On a concrete level, what does all this mean?
Well, if I begin with the idea that mantaining membership within the same small group is an important step in spiritual growth, I want to do my best to eliminate any accidental but easy steps away from this goal.
Transitions in leadership, for example, are times when it is natural for people to say “hmmm, I was about ready for a break, anyway.” There are larger issues involved, of course… These include how well the group was run previously, how well people expect the new leader to do, and perhaps most of all, what sort of things people think they will be able to do with the night they currently spend at small group.

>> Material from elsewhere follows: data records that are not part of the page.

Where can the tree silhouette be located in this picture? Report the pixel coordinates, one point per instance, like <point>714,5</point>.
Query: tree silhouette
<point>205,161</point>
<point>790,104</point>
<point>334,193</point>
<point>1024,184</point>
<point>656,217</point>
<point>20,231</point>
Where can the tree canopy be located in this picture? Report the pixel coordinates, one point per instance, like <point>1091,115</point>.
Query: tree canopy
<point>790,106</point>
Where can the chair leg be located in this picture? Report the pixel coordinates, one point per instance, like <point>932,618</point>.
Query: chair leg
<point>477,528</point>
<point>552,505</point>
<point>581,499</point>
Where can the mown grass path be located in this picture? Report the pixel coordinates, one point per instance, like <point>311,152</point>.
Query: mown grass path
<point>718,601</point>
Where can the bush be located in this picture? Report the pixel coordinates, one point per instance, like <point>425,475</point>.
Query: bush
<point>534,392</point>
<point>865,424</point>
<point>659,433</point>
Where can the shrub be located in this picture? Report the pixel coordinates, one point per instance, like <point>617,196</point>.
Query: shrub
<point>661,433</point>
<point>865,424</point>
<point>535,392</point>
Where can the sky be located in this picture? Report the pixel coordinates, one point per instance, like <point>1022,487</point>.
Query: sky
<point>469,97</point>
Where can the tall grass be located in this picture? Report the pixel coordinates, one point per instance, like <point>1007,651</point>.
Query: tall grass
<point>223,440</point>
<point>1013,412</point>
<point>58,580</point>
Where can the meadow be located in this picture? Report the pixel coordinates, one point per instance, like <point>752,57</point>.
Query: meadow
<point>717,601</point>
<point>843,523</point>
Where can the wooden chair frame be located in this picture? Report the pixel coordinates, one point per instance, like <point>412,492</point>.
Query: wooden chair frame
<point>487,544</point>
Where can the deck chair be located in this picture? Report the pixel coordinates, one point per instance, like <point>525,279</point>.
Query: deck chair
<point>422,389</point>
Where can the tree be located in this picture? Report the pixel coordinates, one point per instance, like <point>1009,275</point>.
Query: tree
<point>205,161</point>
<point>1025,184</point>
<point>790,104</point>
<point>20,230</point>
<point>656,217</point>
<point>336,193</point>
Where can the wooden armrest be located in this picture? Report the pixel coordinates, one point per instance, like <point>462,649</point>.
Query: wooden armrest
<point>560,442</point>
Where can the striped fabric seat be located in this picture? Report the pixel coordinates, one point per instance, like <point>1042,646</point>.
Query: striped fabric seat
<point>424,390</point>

Sometimes it’s really hard, setting regular time aside to meet. It’s common to rationalize that we’ll continue to see people, that if we left the small group we’d actually have more time to meet with people, to fellowship and evangelize.
It’s a bit like attending a Sunday church service. I hear many, many people say “I don’t need to go to church to worship God. And it’s shallow to think we’re only supposed to worship for a couple hours a week.”

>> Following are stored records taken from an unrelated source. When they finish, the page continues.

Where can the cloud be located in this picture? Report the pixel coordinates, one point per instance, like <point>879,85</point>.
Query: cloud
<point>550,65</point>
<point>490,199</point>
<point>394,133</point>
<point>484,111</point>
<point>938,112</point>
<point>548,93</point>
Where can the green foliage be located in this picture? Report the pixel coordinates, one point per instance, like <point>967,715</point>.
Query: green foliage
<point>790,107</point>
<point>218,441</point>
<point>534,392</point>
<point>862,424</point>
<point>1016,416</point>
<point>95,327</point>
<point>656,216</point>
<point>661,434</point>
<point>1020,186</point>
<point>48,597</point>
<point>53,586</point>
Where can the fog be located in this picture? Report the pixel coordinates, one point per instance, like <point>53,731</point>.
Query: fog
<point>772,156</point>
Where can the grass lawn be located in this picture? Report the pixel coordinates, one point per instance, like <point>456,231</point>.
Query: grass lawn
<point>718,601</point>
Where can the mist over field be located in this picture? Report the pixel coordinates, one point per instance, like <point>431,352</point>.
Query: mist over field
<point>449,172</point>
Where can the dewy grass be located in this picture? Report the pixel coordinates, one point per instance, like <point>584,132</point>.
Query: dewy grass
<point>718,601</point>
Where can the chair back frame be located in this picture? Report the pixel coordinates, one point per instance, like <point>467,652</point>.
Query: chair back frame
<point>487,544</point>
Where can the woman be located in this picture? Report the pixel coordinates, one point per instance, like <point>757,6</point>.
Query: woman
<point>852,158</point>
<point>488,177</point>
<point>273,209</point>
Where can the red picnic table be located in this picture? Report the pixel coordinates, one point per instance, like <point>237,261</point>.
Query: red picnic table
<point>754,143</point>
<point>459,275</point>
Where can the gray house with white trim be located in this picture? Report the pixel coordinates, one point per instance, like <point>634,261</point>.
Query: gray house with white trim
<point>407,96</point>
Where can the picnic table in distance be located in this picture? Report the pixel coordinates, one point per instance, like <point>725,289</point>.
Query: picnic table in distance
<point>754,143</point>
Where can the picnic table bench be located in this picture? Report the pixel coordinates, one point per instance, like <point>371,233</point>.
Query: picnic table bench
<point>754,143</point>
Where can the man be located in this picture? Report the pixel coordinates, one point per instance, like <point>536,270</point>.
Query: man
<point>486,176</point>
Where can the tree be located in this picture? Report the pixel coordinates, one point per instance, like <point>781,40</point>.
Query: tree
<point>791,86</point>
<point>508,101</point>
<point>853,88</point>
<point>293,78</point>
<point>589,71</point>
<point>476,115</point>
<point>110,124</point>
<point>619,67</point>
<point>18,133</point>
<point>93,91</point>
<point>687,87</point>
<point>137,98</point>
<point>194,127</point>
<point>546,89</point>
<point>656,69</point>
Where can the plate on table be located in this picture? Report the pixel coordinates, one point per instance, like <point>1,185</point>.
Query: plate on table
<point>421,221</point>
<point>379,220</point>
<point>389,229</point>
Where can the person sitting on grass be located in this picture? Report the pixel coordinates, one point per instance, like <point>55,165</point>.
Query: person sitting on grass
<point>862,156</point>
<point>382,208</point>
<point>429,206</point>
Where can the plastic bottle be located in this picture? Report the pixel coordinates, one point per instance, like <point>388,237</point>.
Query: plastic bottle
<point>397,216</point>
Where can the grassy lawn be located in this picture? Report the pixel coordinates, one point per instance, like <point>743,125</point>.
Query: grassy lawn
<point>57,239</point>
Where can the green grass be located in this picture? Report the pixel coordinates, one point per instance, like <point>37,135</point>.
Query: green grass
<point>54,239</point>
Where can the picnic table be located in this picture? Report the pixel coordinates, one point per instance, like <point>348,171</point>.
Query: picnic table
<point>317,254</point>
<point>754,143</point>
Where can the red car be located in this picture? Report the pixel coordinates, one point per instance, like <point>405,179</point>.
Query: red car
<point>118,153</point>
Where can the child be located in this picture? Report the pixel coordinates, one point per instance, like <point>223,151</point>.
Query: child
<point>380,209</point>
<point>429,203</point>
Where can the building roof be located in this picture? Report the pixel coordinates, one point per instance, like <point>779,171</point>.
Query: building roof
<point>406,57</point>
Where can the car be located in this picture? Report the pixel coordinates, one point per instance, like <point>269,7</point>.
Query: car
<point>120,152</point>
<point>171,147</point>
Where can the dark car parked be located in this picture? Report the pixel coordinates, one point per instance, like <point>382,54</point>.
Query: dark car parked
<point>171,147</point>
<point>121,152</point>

The fallacy of this thinking lies in the assumption that attending a small group or a weekly church service set an upper limit on our worship, fellowship, etc. The reason that attendance is so valuable is that it sets a lower limit.
Committed attendance to these things guarentee that we’ll spend atleast a few hours, not at most a few hours, worshipping, fellowshipping, etc.

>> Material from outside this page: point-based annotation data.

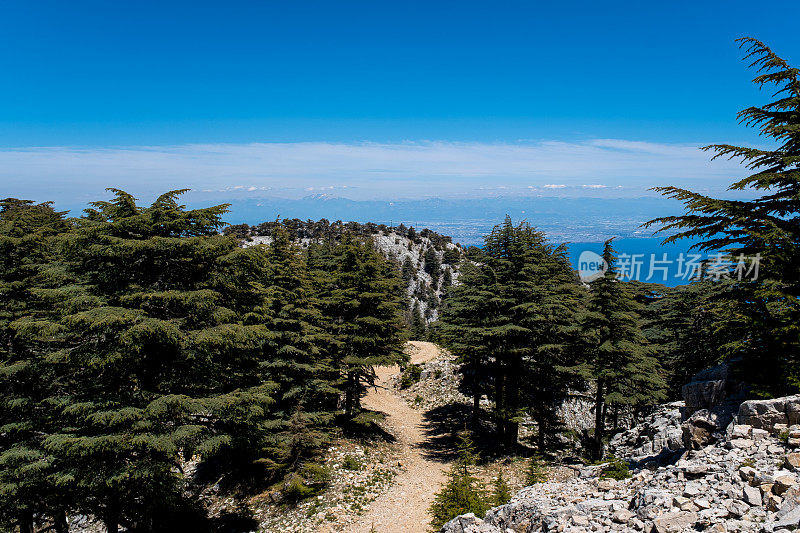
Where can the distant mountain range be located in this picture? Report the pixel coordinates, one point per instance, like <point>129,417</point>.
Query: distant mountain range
<point>468,220</point>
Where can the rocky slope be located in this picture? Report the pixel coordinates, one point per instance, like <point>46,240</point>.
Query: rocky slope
<point>423,291</point>
<point>747,480</point>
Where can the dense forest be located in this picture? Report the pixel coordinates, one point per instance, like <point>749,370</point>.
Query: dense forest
<point>138,339</point>
<point>141,343</point>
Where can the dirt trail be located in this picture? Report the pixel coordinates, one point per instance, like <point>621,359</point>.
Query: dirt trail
<point>404,508</point>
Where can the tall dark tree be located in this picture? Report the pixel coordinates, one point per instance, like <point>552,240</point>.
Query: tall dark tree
<point>28,383</point>
<point>154,356</point>
<point>432,264</point>
<point>364,304</point>
<point>767,226</point>
<point>512,318</point>
<point>296,354</point>
<point>619,359</point>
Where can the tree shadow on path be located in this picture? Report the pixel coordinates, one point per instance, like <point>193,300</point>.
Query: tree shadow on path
<point>442,426</point>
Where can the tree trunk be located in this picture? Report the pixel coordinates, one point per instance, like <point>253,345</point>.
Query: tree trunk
<point>26,522</point>
<point>499,403</point>
<point>476,403</point>
<point>60,524</point>
<point>349,394</point>
<point>111,515</point>
<point>599,420</point>
<point>542,432</point>
<point>512,403</point>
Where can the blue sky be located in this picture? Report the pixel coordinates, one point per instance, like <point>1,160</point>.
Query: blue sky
<point>370,99</point>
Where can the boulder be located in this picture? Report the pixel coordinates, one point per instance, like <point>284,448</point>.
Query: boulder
<point>674,522</point>
<point>751,496</point>
<point>698,430</point>
<point>792,461</point>
<point>767,414</point>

Maybe this is more clear if we think about the promising high school graduate many of us have known. It makes me crazy to hear somebody say “What? Couldn’t I go back to school later? I don’t ever want to stop learning. If I go to college and get a degree it’ll be like I’ve stopped learning.”
Most of us would agree that a person certainly could go back later. But the question that hasn’t been answered, often, is why not do it now?
Similarly, I totally agree that we shouldn’t limit our worship or fellowship to a couple hours a week. But I think we should certainly prioritize for these things. We should guarentee that they happen, by scheduling them.
I’ve gotten off on a tiny bit of a tangent, but only a bit of one. In a way it does come back to easy, strategic steps.
We can only move one step at a time. And we generally move in the direction that seems like the most easy and most natural.
Outlining steps that are easy and natural is incredibly important.
But the thing that I’m learning is that it’s just as important to recognize the steps that people might take in other directions, away from the destination that I hope and pray for them. Paths occur naturally. Some of them lead nowhere. Others lead to dangerous places. Leading means both leading toward the good and leading away from the bad and the meaningless.
And my thoughts here are really only the tiniest step. It’s much easier to see these paths than to figure out how to keep people off of them.
1 response so far ↓
dionne // August 9, 2008 at 4:36 am |
Jeff… you NOW have more comments than I do. It’s lonely here isn’t it? But you ARE making an impact even if people aren’t commenting. Good thoughts, good writing, (ahem,watch out for spelling and grammer!) and good heart… and darn it, people like you! Take care buddy, take good care!